Bitcoin halving occurs every four years, and the rewards for Bitcoin mining are cut in half. This slows down the rate at which new coins are created and creates a shortage of supply.
Analysts note that limited supply at a time of high demand could push Bitcoin's price higher over time, while creating significant volatility around the halving event, leading to significant Some people point out the possibility of a decline.
Rajeev Bumrah, senior vice president, digital finance, Moody's Investors Service “It may not be a reliable guideline.” “A variety of external factors, changes in market sentiment, and regulatory developments can impact the trajectory of Bitcoin price.”
History of volatility
Bitcoin has a history of rapid fluctuations in value. This can happen suddenly, on weekends or at night, with trades that last every hour of the day.

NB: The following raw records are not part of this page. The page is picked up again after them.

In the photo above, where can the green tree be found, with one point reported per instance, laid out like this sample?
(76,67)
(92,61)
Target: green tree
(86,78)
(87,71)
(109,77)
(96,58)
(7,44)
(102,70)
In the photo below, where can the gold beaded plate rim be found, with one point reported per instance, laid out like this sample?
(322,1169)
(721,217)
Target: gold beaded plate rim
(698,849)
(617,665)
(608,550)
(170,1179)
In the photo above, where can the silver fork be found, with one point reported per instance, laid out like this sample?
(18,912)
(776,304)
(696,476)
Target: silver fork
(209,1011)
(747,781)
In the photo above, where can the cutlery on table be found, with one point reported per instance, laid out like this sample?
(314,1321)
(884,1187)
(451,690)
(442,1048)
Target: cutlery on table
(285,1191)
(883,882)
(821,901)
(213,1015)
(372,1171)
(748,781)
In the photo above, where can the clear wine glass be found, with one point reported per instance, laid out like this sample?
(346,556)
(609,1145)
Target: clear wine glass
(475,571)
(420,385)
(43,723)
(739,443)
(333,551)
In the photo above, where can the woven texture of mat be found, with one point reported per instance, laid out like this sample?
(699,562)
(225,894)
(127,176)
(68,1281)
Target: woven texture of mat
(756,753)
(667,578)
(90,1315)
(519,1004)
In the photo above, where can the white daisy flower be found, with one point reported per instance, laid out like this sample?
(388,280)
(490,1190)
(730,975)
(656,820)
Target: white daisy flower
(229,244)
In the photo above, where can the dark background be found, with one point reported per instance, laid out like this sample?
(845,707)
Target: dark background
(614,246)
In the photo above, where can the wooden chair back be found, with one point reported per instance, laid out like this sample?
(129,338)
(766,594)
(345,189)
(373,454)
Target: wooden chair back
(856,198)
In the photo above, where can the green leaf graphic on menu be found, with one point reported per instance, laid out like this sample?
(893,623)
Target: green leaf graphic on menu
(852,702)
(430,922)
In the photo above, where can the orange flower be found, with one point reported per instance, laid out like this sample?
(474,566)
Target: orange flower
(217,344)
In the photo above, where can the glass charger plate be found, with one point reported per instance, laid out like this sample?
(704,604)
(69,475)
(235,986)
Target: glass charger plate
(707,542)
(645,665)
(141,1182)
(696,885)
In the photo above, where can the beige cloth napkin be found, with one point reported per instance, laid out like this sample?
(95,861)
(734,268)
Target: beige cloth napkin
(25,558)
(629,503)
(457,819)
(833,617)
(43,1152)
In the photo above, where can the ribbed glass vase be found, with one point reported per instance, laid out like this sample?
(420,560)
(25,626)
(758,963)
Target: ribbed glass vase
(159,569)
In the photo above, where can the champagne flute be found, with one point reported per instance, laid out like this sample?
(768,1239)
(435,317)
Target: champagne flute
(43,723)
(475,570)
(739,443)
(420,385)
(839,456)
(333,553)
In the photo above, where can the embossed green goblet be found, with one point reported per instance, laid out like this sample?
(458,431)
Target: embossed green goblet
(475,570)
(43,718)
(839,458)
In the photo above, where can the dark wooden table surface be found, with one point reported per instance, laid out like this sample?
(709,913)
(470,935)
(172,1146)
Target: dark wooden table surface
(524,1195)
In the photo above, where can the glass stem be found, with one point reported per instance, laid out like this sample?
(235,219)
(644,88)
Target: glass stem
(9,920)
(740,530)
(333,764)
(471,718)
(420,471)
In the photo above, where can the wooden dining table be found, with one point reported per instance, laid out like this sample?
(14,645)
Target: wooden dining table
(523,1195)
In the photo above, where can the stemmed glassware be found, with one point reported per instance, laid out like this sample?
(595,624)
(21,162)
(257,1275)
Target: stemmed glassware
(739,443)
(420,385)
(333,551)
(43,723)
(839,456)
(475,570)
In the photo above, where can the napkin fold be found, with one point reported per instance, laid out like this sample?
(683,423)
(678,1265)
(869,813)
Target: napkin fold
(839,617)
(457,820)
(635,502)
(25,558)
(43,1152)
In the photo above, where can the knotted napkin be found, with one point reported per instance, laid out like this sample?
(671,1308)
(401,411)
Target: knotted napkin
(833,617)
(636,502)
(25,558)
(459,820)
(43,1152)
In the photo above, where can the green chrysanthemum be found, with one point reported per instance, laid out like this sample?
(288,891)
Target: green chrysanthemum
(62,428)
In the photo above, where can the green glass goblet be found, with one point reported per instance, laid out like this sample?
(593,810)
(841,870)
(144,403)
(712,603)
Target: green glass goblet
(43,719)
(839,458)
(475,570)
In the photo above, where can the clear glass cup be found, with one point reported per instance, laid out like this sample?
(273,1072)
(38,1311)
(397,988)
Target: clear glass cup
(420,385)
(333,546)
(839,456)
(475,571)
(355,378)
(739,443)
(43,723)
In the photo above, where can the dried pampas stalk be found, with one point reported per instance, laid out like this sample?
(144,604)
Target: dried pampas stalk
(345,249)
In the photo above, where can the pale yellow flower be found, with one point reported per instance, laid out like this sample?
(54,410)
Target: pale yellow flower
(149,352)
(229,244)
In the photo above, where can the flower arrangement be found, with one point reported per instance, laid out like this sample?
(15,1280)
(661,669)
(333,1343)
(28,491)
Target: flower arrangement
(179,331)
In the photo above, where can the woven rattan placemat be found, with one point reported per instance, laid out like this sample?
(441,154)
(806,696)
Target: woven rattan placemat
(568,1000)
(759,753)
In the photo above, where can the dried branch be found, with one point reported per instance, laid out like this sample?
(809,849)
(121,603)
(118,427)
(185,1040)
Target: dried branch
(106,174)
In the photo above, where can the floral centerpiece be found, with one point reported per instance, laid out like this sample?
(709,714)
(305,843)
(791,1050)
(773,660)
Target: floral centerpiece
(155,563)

Bitcoin has soared from just over $5,000 at the start of the pandemic to a peak of nearly $69,000 in November 2021, during a period marked by a surge in demand for technology products. Prices collapsed during a series of aggressive interest rate hikes by the Federal Reserve aimed at cooling inflation, slowing the flow of money and making risky investments potentially more dangerous. Then, in 2022, his FTX collapsed, greatly eroding trust in cryptocurrencies.
At the beginning of last year, one Bitcoin was available for less than $17,000. But as inflation began to subside, many investors began to return. And the collapse of a prominent tech-focused bank in 2023 prompted more investors to turn to cryptocurrencies to escape Silicon Valley startups and other risky bets.

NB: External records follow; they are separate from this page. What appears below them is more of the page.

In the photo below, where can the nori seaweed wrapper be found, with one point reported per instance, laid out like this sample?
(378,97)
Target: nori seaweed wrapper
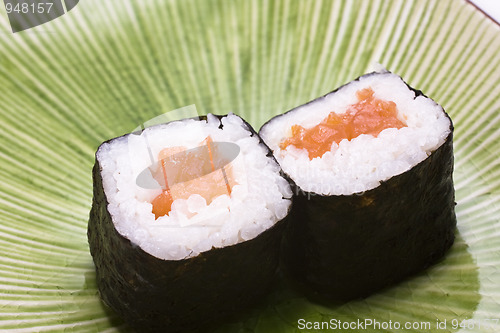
(157,295)
(342,247)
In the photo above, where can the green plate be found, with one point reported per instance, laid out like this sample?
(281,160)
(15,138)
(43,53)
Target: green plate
(108,66)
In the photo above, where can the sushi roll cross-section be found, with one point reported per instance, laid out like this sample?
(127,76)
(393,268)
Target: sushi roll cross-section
(186,222)
(371,165)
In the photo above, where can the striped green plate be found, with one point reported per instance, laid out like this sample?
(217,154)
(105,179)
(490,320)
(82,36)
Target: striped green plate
(107,66)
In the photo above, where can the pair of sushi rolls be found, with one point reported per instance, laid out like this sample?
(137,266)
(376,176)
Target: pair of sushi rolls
(371,164)
(186,222)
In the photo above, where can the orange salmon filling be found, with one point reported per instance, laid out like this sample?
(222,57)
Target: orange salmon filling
(369,115)
(190,173)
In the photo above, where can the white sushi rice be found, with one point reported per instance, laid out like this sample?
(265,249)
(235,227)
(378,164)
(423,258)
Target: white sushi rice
(362,163)
(260,198)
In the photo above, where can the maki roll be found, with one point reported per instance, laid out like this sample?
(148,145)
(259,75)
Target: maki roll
(186,222)
(371,164)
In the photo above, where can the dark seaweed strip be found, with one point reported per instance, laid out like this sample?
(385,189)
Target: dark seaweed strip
(342,247)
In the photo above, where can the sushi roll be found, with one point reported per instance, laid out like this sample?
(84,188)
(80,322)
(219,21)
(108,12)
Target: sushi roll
(371,165)
(186,222)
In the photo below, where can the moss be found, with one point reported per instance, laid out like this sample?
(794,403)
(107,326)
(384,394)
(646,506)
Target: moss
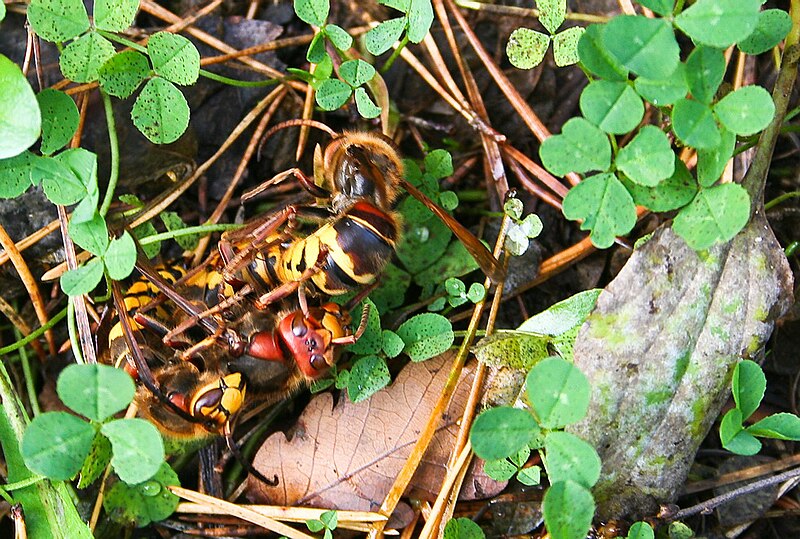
(657,397)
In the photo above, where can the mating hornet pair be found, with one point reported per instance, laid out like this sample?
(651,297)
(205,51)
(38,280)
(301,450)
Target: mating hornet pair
(356,181)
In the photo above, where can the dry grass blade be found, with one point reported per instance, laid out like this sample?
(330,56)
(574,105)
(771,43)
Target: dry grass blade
(240,170)
(221,507)
(350,520)
(30,284)
(520,105)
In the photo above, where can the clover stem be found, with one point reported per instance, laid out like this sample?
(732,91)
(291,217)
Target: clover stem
(113,143)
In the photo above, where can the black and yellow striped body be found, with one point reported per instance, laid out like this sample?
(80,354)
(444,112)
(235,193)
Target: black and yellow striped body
(357,244)
(139,294)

Despite the recent excitement surrounding Bitcoin, experts still maintain that the cryptocurrency is a risky bet with large and unpredictable fluctuations in value. This means that even if investors make money, they can lose it quickly.
“It is important to exercise caution and recognize that the future path forward for the digital financial ecosystem, and in particular the crypto market, is expected to pass through periods marked by volatility,” Bumrah noted. He pointed out the importance of “optimism.”